A 20 de Novembro de 2018, após a divulgação, em Genebra, de um relatório do Landmine Monitor, Angola pediu uma extensão do prazo até Janeiro de 2026 para eliminar 1.465 áreas minadas, totalizando 221,4 quilómetros quadrados.

Em 2017, cinco países que apoiam financeiramente processos de desminagem apresentaram pedidos de extensão de prazos para completar as suas obrigações ao abrigo do Artigo 5 (Destruição de minas antipessoal em áreas minadas) em que cada país se compromete a assegurar a destruição de todas as minas em áreas minadas.

Segundo o relatório do Landmine Monitor, elaborado pela organização não-governamental Campanha Internacional para a Abolição de Minas (ICBL – Internacional Campaign to Ban Landmines), os cinco países solicitaram que Angola fornecesse um plano de trabalho actualizado e detalhado, proporcionando maior clareza sobre a quantidade de terrenos e marcos contaminados.

Em Novembro de 2018, na 17ª Reunião dos Estados Partes, Angola comprometeu-se a apresentar esse plano de trabalho actualizado.

Em Abril de 2018, Angola reportou um total de 147,6 quilómetros quadrados de áreas minadas – 89,3 quilómetros quadrados de áreas perigosas confirmadas e 58,3 quilómetros quadrados de áreas suspeitas perigosas, indica o relatório.

A Campanha Internacional para a Abolição de Minas é uma rede global com presença em cem países e com o objectivo de erradicar minas antipessoais e explosivos remanescentes de guerra.

Criada em 1992, a ICBL recebeu em 1997 o Prémio Nobel da Paz pelo reconhecimento do seu esforço para colocar em prática um tratado internacional para banir as minas.

Em 2017, os Estados Unidos da América anunciaram a doação de quatro milhões de dólares para o programa de desminagem de Angola, mas o país precisava – segundo estimativas então feitas – de 246 milhões de dólares para cumprir o objectivo de concluir a limpeza até 2025.

O anúncio da disponibilização desta verba pelo Departamento do Estado, a aplicar em 2017, foi feito no Huambo por Constance Arvis, ministra conselheira da embaixada norte-americana em Luanda, no âmbito das cerimónias evocativas dos 20 anos da visita de Diana de Gales àquela província, colocando então Angola em destaque nas necessidades internacionais de desminagem.

“Esta assistência, implementada através de organizações não-governamentais e em parceria com o Governo de Angola, permite a mais e mais angolanos voltar a casa em segurança, reconstruir as suas comunidades e cuidar das suas plantações”, enfatizou a diplomata.

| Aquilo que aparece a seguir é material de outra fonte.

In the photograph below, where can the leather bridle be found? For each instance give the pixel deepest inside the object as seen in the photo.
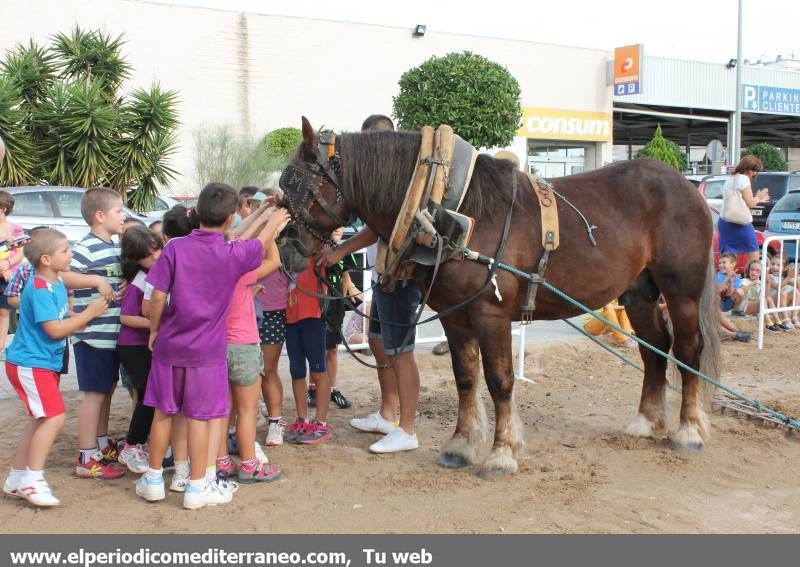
(302, 189)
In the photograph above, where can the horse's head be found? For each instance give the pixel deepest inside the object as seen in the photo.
(312, 188)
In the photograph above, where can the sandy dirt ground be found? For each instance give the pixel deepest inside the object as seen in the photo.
(579, 472)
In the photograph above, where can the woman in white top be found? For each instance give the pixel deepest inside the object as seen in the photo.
(736, 233)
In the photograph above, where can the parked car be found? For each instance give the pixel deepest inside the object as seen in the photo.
(741, 259)
(188, 201)
(162, 205)
(784, 220)
(778, 183)
(56, 207)
(695, 179)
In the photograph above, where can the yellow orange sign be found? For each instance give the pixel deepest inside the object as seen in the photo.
(559, 124)
(627, 61)
(628, 70)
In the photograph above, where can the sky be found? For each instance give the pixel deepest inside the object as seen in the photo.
(703, 30)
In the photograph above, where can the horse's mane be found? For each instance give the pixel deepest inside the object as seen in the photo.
(377, 168)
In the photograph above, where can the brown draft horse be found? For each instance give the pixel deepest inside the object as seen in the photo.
(653, 237)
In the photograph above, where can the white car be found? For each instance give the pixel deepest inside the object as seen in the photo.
(162, 205)
(53, 206)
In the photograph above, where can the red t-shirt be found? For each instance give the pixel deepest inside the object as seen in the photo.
(301, 305)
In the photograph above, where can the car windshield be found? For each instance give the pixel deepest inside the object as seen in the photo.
(788, 204)
(713, 188)
(776, 184)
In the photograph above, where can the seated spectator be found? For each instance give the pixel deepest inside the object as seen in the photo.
(781, 293)
(751, 297)
(729, 284)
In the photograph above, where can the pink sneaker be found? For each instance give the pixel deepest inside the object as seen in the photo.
(226, 467)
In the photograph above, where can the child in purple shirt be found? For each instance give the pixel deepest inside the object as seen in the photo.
(189, 371)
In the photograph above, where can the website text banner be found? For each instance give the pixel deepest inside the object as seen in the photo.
(395, 551)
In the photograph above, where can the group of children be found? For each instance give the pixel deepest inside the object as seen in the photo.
(180, 318)
(740, 296)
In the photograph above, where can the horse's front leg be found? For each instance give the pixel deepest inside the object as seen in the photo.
(470, 434)
(498, 371)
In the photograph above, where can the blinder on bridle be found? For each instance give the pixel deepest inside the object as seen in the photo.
(302, 188)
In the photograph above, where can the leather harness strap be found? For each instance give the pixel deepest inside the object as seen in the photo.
(550, 241)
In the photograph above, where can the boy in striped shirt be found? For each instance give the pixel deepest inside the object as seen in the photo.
(96, 272)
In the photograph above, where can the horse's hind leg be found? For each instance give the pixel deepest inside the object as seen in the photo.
(650, 326)
(686, 328)
(495, 341)
(470, 434)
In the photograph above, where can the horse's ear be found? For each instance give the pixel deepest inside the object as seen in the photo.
(309, 141)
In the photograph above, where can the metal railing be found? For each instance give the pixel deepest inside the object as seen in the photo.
(763, 310)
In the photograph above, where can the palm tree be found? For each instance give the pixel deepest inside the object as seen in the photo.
(65, 122)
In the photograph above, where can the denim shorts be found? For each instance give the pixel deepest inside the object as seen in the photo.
(98, 368)
(392, 315)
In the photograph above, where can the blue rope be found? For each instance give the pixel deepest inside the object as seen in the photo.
(791, 422)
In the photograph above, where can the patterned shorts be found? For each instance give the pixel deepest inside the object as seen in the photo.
(273, 328)
(245, 364)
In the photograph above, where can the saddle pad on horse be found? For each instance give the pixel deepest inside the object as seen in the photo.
(452, 160)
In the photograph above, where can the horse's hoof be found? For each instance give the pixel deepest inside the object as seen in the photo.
(687, 438)
(453, 461)
(500, 463)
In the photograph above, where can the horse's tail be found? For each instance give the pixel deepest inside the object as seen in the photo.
(710, 351)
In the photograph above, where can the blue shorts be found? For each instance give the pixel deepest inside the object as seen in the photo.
(736, 238)
(305, 340)
(392, 315)
(98, 368)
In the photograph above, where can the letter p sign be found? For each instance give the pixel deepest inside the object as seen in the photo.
(750, 97)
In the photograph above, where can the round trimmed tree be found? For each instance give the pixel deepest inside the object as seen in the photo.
(664, 150)
(769, 155)
(477, 97)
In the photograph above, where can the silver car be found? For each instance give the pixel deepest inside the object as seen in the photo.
(56, 207)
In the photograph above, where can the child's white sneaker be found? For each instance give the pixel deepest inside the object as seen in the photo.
(373, 423)
(179, 482)
(261, 455)
(135, 457)
(395, 441)
(10, 488)
(150, 489)
(38, 493)
(210, 495)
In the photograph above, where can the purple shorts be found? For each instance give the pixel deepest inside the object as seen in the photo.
(197, 392)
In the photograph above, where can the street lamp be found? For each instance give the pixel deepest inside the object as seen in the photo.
(737, 136)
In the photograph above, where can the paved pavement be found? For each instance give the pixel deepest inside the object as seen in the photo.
(428, 337)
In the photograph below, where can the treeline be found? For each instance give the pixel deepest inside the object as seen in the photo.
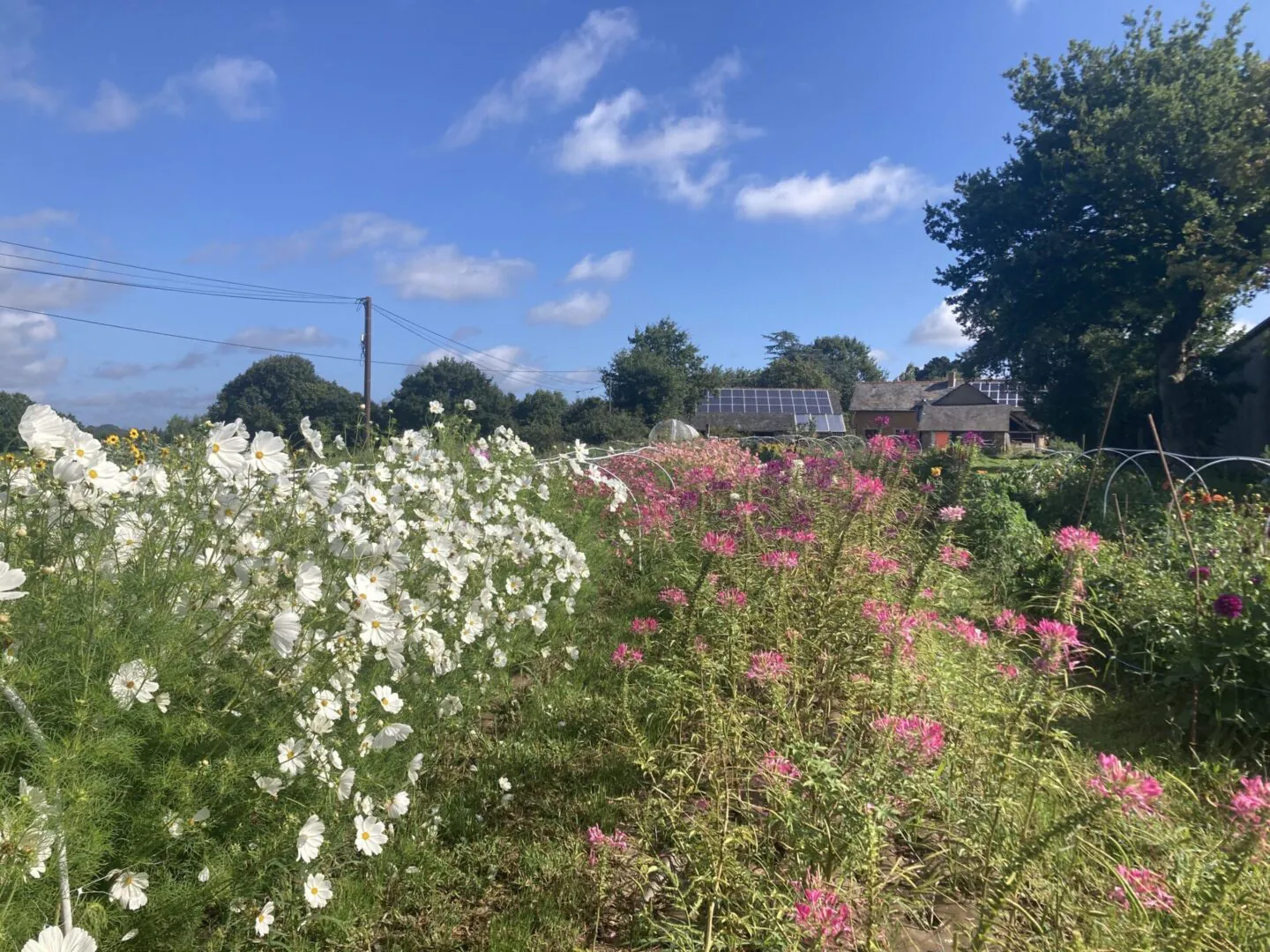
(661, 374)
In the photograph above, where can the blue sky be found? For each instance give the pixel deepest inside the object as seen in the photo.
(533, 179)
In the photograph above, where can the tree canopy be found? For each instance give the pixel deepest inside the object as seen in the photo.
(276, 392)
(1133, 217)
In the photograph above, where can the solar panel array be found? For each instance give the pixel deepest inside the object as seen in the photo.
(1004, 391)
(766, 400)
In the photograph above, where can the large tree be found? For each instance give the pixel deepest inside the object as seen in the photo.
(1133, 217)
(661, 375)
(450, 383)
(276, 392)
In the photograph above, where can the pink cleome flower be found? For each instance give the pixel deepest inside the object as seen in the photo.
(822, 915)
(1146, 885)
(779, 560)
(917, 734)
(628, 657)
(766, 666)
(1073, 539)
(719, 544)
(673, 597)
(600, 843)
(1136, 791)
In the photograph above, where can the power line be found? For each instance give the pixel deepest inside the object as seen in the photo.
(175, 274)
(199, 340)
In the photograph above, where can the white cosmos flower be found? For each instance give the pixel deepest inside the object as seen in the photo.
(286, 629)
(310, 839)
(318, 891)
(389, 700)
(370, 836)
(265, 919)
(311, 437)
(398, 805)
(225, 450)
(135, 681)
(51, 940)
(11, 579)
(346, 784)
(291, 756)
(268, 453)
(309, 583)
(130, 890)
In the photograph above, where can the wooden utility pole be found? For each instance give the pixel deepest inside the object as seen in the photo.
(366, 355)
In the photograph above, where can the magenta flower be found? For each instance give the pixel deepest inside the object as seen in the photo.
(1229, 606)
(917, 734)
(779, 560)
(600, 843)
(822, 915)
(1073, 539)
(1136, 791)
(766, 666)
(719, 544)
(1061, 648)
(626, 657)
(673, 597)
(1146, 885)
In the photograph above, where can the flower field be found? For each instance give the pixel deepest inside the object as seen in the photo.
(447, 695)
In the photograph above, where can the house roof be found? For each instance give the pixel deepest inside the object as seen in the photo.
(986, 418)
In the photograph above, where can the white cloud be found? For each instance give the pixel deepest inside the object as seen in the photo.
(938, 329)
(875, 193)
(283, 338)
(444, 273)
(612, 267)
(239, 84)
(666, 150)
(26, 361)
(38, 219)
(557, 75)
(577, 310)
(112, 111)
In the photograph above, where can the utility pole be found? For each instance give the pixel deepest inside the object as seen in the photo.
(366, 355)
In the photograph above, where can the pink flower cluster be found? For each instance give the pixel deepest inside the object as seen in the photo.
(766, 666)
(823, 915)
(719, 544)
(1073, 539)
(600, 843)
(917, 734)
(779, 560)
(626, 657)
(1136, 791)
(673, 597)
(1148, 886)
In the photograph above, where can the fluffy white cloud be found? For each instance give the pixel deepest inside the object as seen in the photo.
(938, 329)
(666, 150)
(26, 358)
(557, 77)
(444, 273)
(577, 310)
(612, 267)
(875, 193)
(38, 219)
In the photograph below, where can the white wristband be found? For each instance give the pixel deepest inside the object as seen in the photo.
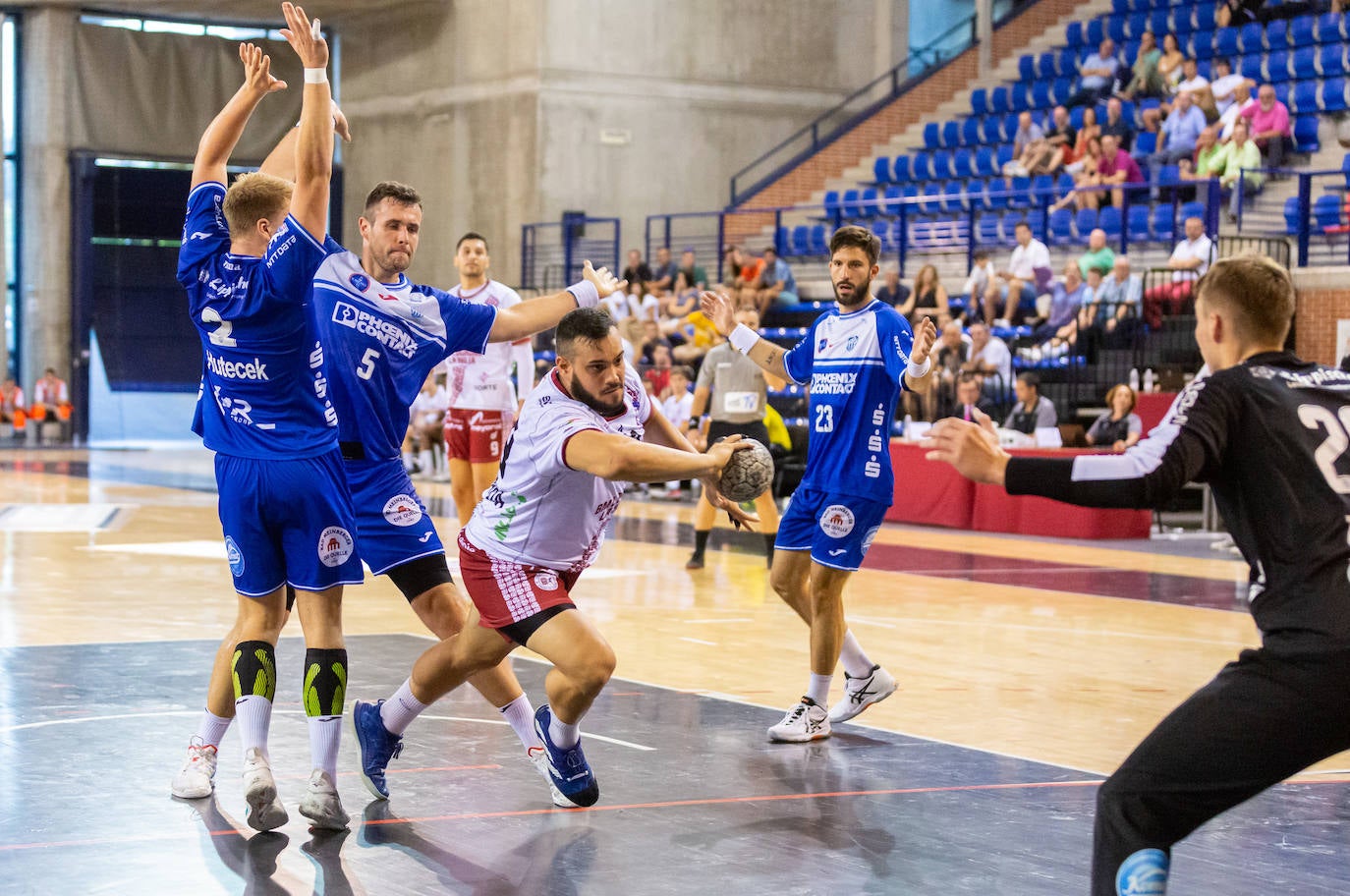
(743, 339)
(585, 293)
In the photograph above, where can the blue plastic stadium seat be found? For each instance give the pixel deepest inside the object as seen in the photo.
(1334, 94)
(901, 169)
(979, 101)
(1306, 134)
(1164, 224)
(1325, 210)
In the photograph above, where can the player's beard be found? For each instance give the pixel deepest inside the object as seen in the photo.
(862, 293)
(594, 402)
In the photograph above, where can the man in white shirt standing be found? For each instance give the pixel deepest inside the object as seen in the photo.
(482, 397)
(1017, 286)
(1190, 260)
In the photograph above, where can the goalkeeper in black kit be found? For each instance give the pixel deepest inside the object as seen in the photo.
(1269, 433)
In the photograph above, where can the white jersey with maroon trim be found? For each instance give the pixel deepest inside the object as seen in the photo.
(482, 382)
(540, 512)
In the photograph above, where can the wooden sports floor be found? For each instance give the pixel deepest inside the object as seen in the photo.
(1028, 671)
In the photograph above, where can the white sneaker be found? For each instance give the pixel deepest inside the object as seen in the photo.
(320, 803)
(863, 693)
(264, 810)
(806, 721)
(198, 772)
(538, 756)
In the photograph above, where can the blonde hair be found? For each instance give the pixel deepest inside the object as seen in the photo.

Numa altura em que as doações internacionais para a desminagem em Angola caíram 80%, Constance Arvis recordou que os EUA são “parceiros empenhados nessa luta” e que desde 1995 já tinham investido mais de 124 milhões de dólares no programa angolano de remoção e destruição de minas terrestres, engenhos não detonados e munições.

Presente no dia 14 de Janeiro de 2017 no Huambo, o general britânico James Cowan, director-geral da Halo Trust, uma das maiores organizações não-governamentais internacionais da área da desminagem, disse que o país ainda tinha necessidades estimadas de 246 milhões de dólares de financiamento internacional para conseguir cumprir a meta de concluir a desminagem do país até 2025, conforme a convenção de Otava, a que Angola aderiu.

Apesar de se tratar de uma verba “elevada”, o responsável da Halo Trust, que assegurava a desminagem em várias províncias do centro e sul de Angola, afirmou que, “dividida pelos próximos anos, por vários países doadores e pelo Governo angolano”, é uma “meta alcançável”.

Como exemplo, a Halo Trust apontou o caso do Huambo, onde se registaram intensas actividades militares durante a guerra civil, e que poderia ser a primeira província do país a ser declarada como totalmente livre de minas, já em 2018.

“Em memória da princesa Diana, deixem-nos acabar o trabalho”, concluiu James Cowan.